Und auch in die Mäkelei an der mangelhaften Verkehrsinfrastruktur mag der "Managing Director", wie er auf der Rückseite seiner zweisprachigen Visitenkarte betitelt wird, nicht einstimmen: Natürlich wäre ein näher gelegener Autobahnanschluss wünschenswert, aber ansonsten sei man bei Bosch in Gunzenhausen mit den Straßenverbindungen zufrieden. Besonders wichtig ist für die Kesselbauer, deren dickste "Brummer" schon mal sechs Meter hoch und 100 Tonnen schwer sein können, dass der Hafen in Roth gut erreichbar ist. Da gebe es zwei Routen, auf denen die Spezialtransporte nicht etwa durch zu niedrige Brücken blockiert werden. Und die Absprache mit den Behörden, etwa über Baustellen, klappe "hervorragend".

Um den Standort Gunzenhausen jedenfalls müsse man sich keine Sorgen machen, beteuert der neue Geschäftsführer. Denn die Dampf- und Heißwasserkessel aus dem Seenland würden in fast allen Industriebranchen gebraucht, etwa im Textil-, im Nahrungsmittel- oder im Baustoffbereich. Und im Brauwesen: "Acht von zehn Bieren werden in Deutschland mit Prozesswärme aus unseren Kesseln gebraut", sagt Marketingleiter Daniel Gosse stolz. Ein Satz, der auch seinem Chef sichtlich gut gefällt.

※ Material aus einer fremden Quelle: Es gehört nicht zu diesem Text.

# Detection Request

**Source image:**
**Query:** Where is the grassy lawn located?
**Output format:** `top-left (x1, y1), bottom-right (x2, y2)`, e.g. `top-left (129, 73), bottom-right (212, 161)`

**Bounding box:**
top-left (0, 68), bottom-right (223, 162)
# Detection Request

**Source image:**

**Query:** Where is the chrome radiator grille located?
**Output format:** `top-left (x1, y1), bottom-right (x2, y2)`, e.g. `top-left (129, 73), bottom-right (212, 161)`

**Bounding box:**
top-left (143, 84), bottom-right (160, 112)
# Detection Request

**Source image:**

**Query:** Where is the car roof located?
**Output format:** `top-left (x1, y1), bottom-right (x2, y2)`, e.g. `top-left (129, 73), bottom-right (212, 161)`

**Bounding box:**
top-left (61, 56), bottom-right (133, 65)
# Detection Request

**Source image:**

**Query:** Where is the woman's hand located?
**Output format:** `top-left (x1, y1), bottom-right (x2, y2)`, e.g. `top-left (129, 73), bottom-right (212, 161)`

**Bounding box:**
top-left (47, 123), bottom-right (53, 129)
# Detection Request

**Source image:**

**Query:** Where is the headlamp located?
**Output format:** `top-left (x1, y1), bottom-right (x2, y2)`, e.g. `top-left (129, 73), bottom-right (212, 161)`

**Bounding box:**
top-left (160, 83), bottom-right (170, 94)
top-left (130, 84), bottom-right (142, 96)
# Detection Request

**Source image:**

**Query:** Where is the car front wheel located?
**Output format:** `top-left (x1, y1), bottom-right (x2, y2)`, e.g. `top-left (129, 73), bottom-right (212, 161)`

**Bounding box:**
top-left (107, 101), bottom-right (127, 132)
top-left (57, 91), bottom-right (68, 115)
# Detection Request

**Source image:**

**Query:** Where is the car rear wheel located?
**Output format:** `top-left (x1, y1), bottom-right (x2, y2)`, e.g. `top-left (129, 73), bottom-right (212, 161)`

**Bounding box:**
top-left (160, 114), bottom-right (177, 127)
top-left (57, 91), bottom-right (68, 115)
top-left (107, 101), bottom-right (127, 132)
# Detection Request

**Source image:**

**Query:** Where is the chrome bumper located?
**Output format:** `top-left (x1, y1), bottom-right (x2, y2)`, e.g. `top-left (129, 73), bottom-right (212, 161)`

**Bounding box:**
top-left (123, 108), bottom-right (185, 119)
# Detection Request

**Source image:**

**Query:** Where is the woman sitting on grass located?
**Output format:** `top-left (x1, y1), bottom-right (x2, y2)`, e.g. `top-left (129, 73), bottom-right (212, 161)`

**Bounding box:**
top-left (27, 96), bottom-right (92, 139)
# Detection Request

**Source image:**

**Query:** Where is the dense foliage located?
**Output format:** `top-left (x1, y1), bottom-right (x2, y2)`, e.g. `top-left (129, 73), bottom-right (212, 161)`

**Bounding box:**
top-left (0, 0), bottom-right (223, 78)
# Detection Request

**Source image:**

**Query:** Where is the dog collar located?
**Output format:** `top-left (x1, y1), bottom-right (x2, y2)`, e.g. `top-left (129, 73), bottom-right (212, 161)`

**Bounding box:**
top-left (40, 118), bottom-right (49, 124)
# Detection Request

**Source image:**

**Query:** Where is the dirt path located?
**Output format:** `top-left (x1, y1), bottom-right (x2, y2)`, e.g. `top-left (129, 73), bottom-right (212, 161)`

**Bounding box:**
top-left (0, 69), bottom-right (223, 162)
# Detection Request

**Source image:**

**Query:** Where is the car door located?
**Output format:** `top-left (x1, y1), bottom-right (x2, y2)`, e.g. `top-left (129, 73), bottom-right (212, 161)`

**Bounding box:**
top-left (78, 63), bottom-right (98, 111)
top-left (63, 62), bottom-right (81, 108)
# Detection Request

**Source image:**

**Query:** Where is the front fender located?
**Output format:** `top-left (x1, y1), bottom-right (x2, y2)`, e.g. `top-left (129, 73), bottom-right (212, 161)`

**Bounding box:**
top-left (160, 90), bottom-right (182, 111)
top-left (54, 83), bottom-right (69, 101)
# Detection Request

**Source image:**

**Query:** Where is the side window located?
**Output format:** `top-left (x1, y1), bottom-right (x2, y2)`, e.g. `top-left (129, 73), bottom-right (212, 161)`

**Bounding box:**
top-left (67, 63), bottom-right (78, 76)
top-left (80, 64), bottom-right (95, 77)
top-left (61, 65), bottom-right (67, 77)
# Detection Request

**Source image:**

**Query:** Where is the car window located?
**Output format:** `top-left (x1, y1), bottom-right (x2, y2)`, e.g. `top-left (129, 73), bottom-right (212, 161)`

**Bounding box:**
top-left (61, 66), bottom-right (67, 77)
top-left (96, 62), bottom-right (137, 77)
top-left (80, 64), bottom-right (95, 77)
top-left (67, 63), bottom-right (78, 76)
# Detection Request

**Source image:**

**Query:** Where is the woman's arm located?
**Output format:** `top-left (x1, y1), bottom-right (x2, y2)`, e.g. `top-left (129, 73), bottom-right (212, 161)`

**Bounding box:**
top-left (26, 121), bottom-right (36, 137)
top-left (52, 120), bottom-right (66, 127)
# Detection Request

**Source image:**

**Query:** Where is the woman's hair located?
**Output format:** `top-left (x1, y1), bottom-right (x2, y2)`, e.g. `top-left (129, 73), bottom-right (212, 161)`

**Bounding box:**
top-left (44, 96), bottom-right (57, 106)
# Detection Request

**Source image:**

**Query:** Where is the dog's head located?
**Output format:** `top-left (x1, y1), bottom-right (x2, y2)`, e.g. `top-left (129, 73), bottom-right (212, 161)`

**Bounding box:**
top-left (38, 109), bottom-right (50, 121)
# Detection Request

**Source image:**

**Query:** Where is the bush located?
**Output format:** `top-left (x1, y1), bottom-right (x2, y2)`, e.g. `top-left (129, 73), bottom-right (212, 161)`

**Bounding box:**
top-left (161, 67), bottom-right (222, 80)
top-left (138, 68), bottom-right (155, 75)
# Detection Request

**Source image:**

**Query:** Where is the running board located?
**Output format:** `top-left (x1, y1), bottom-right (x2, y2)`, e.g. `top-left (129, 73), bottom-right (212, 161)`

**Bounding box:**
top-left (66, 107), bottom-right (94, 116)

Die Bosch-Kessel zeichneten sich durch eine besonders hohe Effizienz aus, ein Faktor, der auch in Zukunft immer wichtiger werde, und in Gunzenhausen sei man in der Lage, auch große, sehr komplexe Anlagen zu bauen — und sie über Jahrzehnte hinweg zu betreuen beziehungsweise auch zu modernisieren. Die ältesten Produkte, für die es derzeit noch Wartungsverträge gebe, seien über 50 Jahre alt.

Alles in allem sei das Unternehmen am Standort Gunzenhausen "extrem solide, extrem gut aufgestellt und durch die Bosch-Übernahme sehr gestärkt", gerät Hendrik Wermers fast ein wenig ins Schwärmen. Und erst bei der Frage nach dem Umsatz, der hier erwirtschaftet werde, wird er wieder Bosch-typisch diskret. Freundlich lächelnd sagt er dann: "Umsatz? Ja, machen wir. Und gerne auch etwas mehr."